Debo renunciar
- Clau L.
- 17 dic 2025
- 3 Min. de lectura
Un adulto huérfano es un niño que nunca sintió afecto de parte de sus padres a pesar de tenerlos vivos. Ahora se usa el término "Padres ausentes presentes".
Los padres ausentes presentes son los que a pesar de vivir con los hijos, a pesar de que trabajen para darles sustento y bienestar económico son padres que no están de una manera real en la vida de sus hijos.
Son los padres que nunca le preguntan a sus hijos cómo están, que tal descansaron, cómo les fue en la escuela. Son padres que a pesar de llevar a sus hijos al mejor médico cuando se sienten mal, son incapaces de preocuparse por su verdadero dolor.
Los hijos huérfanos tuvieron padres que nunca se detuvieron a darles un abrazo.
No hablamos de esos abrazos de compromiso que le puedes dar a un compañero de trabajo por su cumpleaños.
Los padres ausentes presentes están llenos de limitaciones que los incapacita para demostrar afecto a sus propios hijos. Les dan el desayuno, les pagan clases de deportes o música, los llevan al colegio, algunas veces los mandan a a universidad. Creen que esa es su misión como padres. Pero realmente están más preocupados en sus actividades sociales de adultos, de encajar bien en su circulo, de tener una fiesta el fin de semana con sus amigos, o simplemente substraerse en su mundo personal.
Hay padres mucho más ausentes que dañan mucho a sus hijos emocionalmente. No solo su distancia emocional hace daño, algunos padres crean limitaciones en sus hijos con frases como : "Nunca serás nada", "Eres puro gasto", "No tengo tiempo", "Eres igual a tu padre / madre" (en tono despectivo), "No me dirijas la palabra", "Pareces mi enemigo", etc.

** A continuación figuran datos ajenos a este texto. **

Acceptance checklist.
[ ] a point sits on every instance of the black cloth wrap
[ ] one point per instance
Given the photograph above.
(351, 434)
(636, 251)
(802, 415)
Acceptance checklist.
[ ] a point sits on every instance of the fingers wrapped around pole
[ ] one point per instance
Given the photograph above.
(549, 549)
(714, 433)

Los padres ausentes presentes dañan a sus hijos y a veces son conscientes de ello. Lo hacen con la intención de lastimarlos.
Al romper estos lazos afectivos los hijos se vuelven Huérfanos que al crecer serán adultos huérfanos que mantendrán la herida abierta durante mucho tiempo, algo que muchos padres ausentes presentes les decretan con una frase fulminante: "Nunca serás feliz".

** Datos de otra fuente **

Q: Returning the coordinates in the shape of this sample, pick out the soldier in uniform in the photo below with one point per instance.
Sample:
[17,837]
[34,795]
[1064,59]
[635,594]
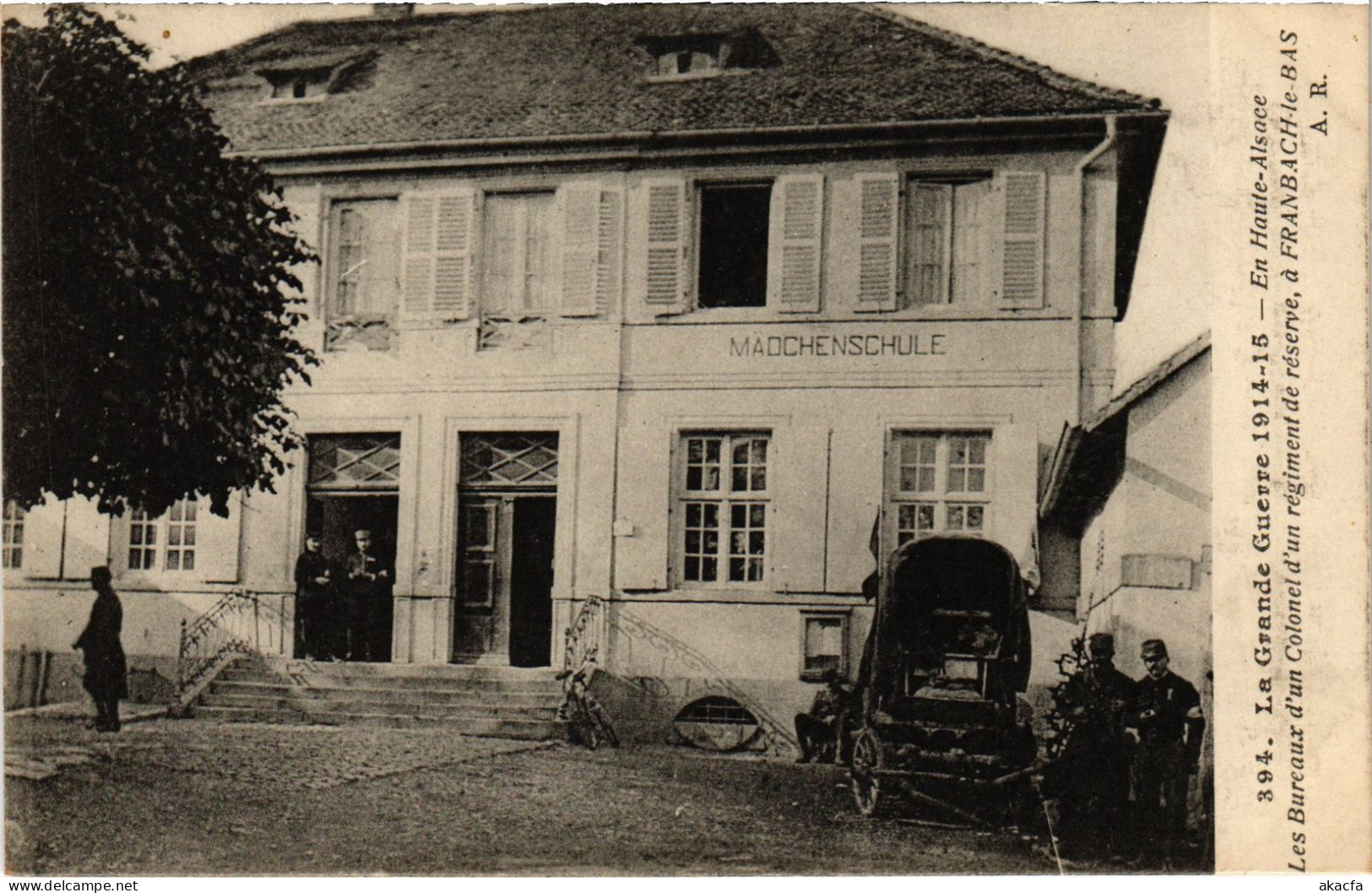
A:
[314,614]
[822,732]
[1095,763]
[369,582]
[106,674]
[1167,712]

Felices los hijos con padres auténticos que supieron que criar a los hijos es un asunto de afecto y amor más que de economía.

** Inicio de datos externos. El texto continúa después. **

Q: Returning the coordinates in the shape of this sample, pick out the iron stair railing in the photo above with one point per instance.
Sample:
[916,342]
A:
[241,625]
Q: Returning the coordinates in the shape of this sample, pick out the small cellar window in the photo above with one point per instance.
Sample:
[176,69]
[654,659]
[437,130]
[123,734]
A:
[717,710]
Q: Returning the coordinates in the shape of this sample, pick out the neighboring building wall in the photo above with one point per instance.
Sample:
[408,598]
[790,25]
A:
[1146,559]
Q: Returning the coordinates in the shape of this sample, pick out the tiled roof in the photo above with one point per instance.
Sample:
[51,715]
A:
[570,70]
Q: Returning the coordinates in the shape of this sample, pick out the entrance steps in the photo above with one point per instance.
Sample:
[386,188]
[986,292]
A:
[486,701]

Los padres que abandonan a sus hijos al 100% lo hacen porque dicen que no serían capaces de criarlos; quizás eso es más autentico que aceptar un rol fuera de sus propias capacidades. Las personas que se casan y tienen un hijos por un cumplimiento social más que por un verdadero compromiso de amor y lealtad, son los que se convertirán en padres ausentes.
Los adultos huérfanos, aunque no lo noten, siempre vivirán buscando a sus padres en otros adultos: en sus profesores, en sus jefes, en los políticos, en la pareja y hasta en los propios hijos; y si no logran sentir el afecto paternal/maternal en todas las otras personas, entonces volverán a experimentar el vacío y confusión que dejan las ausencias paternales pudiendo crear cuadros de ansiedad y depresión; una eterna tristeza sin cura.
La única cura posible es renunciar a ese estado de autocompasión. Buscar el amor dentro de uno mismo. La autosanación.
El adulto huérfano debe hacer un manual de las cosas a las que debe renunciar desde su niñez. Es un manual personal, pero aquí va una idea.
Yo debo renunciar a compadecer al niño abandonado.
Renuncio a sentir pena por ese niño al que nadie le dijo "Te quiero hijo", porque Yo lo amo. Recibe mi amor.
Renuncio a sentir necesidad por los juguetes que nunca le compraron. Renuncio a complacer al adulto huérfano comprando cosas innecesarias. Yo soy feliz con lo que tengo, no necesito más.
Renuncio a sentir el mismo dolor que sintió ese niño cuando sus padres lo hirieron con ofensas graves. Ese niño era un ser vulnerable, pero Yo soy un adulto fortalecido. Yo sano esas heridas. Yo curo.
Renuncio a hacer el mismo daño a otros seres indefensos, sean niños, ancianos o animales. Renuncio a descargar mis vacíos de la infancia llenándolos con venganza en seres que no son culpables por los actos de mis padres ausentes. Yo cuido los sentimientos ajenos.
Renuncio a odiar. No odiaré a mis padres, porque aunque ellos hayan sido incapaces de amarme, yo puedo amar y perdonar. Yo perdono.
Renunciar es liberador. Nos desvincula de personas y sentimientos que nos siguen haciendo daño.
Escuchemos música relajante. Miremos los atardeceres hermosos. Disfrutemos de los ricos aromas de la vida. Ayudemos a nuestra propia alma en el proceso sanador. La magia la hacemos nosotros mismos.